Uh-oh. You wake up at 4am with stomach cramps, nausea, and feeling flushed. A few minutes later, you’re kneeling before the Porcelain Altar, retching up your guts. Then just as you’re hoping the worst is over, you feel your bowels clench, and you start The Dance of the Toilet Bowl and Trash Can as everything in your intestinal tract makes for the nearest exit, like some kind of demon-possessed Pushmi-pullyu.
Now, real quick: when you sign in at the Urgent Care, what do you call your symptoms?
Did you say “Stomach Flu”? Well, sorry to inform you, Mr. Ralph Thunderpants, but you’re wrong. It’s not the flu at all.
The word “flu" is short for "influenza”, which is a respiratory virus which doesn’t exist in the intestinal tract. Your case of Rainbow-Yawns plus Hershey-Squirts (or as we doctors call it, "acute gastroenteritis") (although there is nothing CUTE about it, haha!) is most likely being caused by other viruses (like norovirus or rotavirus), or a non-viral organism.
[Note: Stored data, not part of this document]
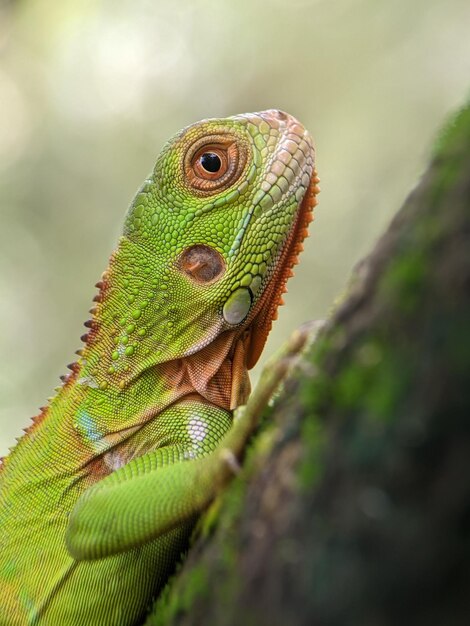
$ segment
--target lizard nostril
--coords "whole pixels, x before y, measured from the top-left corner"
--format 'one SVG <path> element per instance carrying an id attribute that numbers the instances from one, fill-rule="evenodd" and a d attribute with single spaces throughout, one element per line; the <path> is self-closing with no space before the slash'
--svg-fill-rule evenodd
<path id="1" fill-rule="evenodd" d="M 275 126 L 283 124 L 288 124 L 289 120 L 294 121 L 294 118 L 291 117 L 288 113 L 284 111 L 280 111 L 279 109 L 268 109 L 267 111 L 261 112 L 261 117 L 263 117 L 268 123 L 273 123 Z"/>
<path id="2" fill-rule="evenodd" d="M 284 113 L 284 111 L 279 111 L 279 109 L 274 109 L 273 110 L 273 114 L 275 117 L 277 117 L 278 120 L 280 120 L 281 122 L 285 122 L 287 120 L 287 118 L 289 117 L 287 115 L 287 113 Z"/>

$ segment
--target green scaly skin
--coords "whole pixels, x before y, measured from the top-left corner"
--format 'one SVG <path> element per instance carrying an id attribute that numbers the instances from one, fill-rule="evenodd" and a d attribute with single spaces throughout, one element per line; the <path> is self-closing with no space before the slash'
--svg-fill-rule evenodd
<path id="1" fill-rule="evenodd" d="M 311 220 L 313 158 L 279 111 L 205 120 L 163 148 L 79 360 L 3 461 L 1 625 L 145 613 L 264 401 L 231 428 Z"/>

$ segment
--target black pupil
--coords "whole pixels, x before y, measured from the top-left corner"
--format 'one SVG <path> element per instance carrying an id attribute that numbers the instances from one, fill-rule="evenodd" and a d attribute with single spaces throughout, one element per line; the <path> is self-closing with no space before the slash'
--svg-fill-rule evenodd
<path id="1" fill-rule="evenodd" d="M 204 152 L 200 158 L 200 163 L 206 172 L 211 172 L 212 174 L 218 172 L 222 167 L 222 161 L 215 152 Z"/>

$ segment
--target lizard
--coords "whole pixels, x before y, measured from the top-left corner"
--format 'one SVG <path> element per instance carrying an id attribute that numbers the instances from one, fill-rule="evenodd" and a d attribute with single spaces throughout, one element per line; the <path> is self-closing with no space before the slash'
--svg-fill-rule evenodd
<path id="1" fill-rule="evenodd" d="M 275 109 L 202 120 L 163 147 L 78 359 L 2 460 L 1 626 L 142 619 L 265 401 L 248 400 L 248 370 L 313 219 L 314 156 Z"/>

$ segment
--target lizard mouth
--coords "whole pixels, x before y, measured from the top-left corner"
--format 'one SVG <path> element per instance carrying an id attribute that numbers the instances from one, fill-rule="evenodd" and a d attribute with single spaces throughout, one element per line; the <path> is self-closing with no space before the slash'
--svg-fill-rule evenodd
<path id="1" fill-rule="evenodd" d="M 287 281 L 294 275 L 293 268 L 299 261 L 303 251 L 303 242 L 308 237 L 308 227 L 314 219 L 314 208 L 318 204 L 317 194 L 320 191 L 320 179 L 312 167 L 308 185 L 299 204 L 297 216 L 282 247 L 278 263 L 270 276 L 262 297 L 252 313 L 249 324 L 249 345 L 247 349 L 247 367 L 251 369 L 263 351 L 266 339 L 277 319 L 278 307 L 284 304 L 283 294 L 287 291 Z"/>
<path id="2" fill-rule="evenodd" d="M 282 295 L 287 291 L 286 283 L 293 276 L 293 268 L 303 251 L 303 241 L 308 237 L 308 226 L 317 204 L 316 195 L 320 191 L 314 168 L 313 141 L 304 126 L 296 118 L 276 109 L 255 116 L 261 117 L 270 126 L 271 134 L 278 136 L 257 199 L 261 208 L 259 214 L 264 220 L 274 220 L 285 211 L 291 214 L 295 211 L 295 217 L 278 248 L 269 275 L 265 276 L 263 293 L 247 319 L 248 369 L 258 361 L 272 323 L 277 319 L 278 307 L 284 303 Z"/>

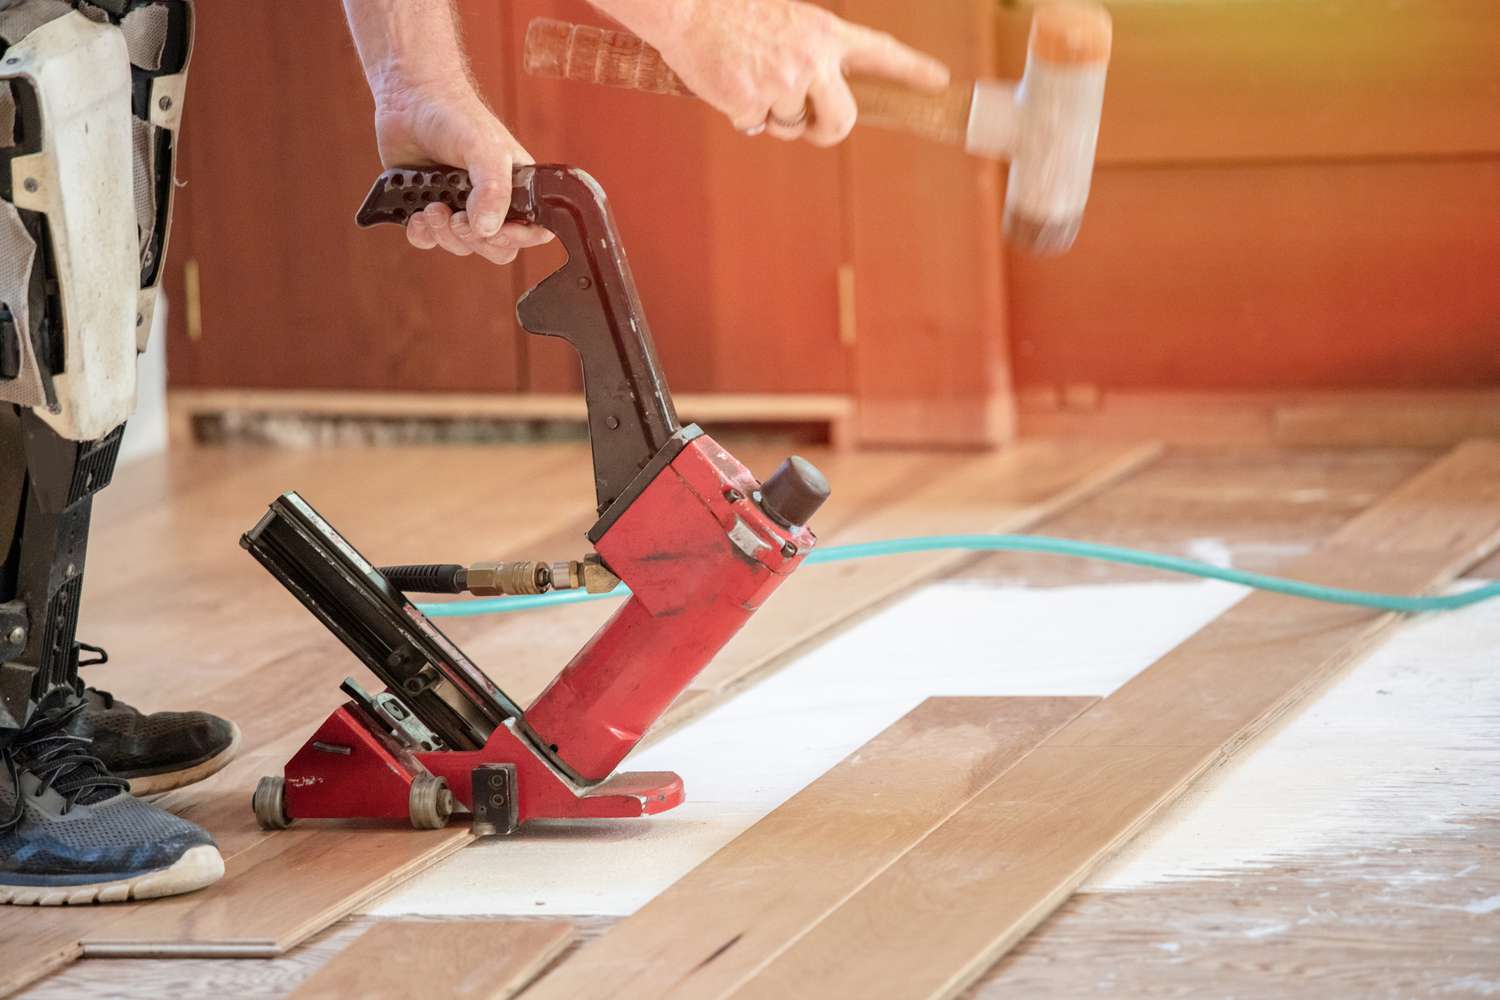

"But Dr. Cranquis," you groan out, "Why are you getting so worked up about an innocent term? And would you please stop waving that half-full emesis basin around to emphasize your point?"
Here’s why: Because most people take this “stomach flu” misnomer one step further, and just call it “The Flu”…
"I had the flu yesterday, but it’s gone now."
"Well my son had the flu last week."
"Why yes, I’ve had the flu before."
And THAT causes all sorts of confusion. When a doctor hears the phrase “The Flu,” we think “influenza”, which is a whole different beast, with much more serious implications for your health and the health of the general public around you.
So please, don’t label your Acute Crapatoric Pukeitis “the flu.” Go with something simple, like “stomach bug” or “my guts are trying to kill me.” We’ll know what you mean.
Now stop retching on my shoes, please.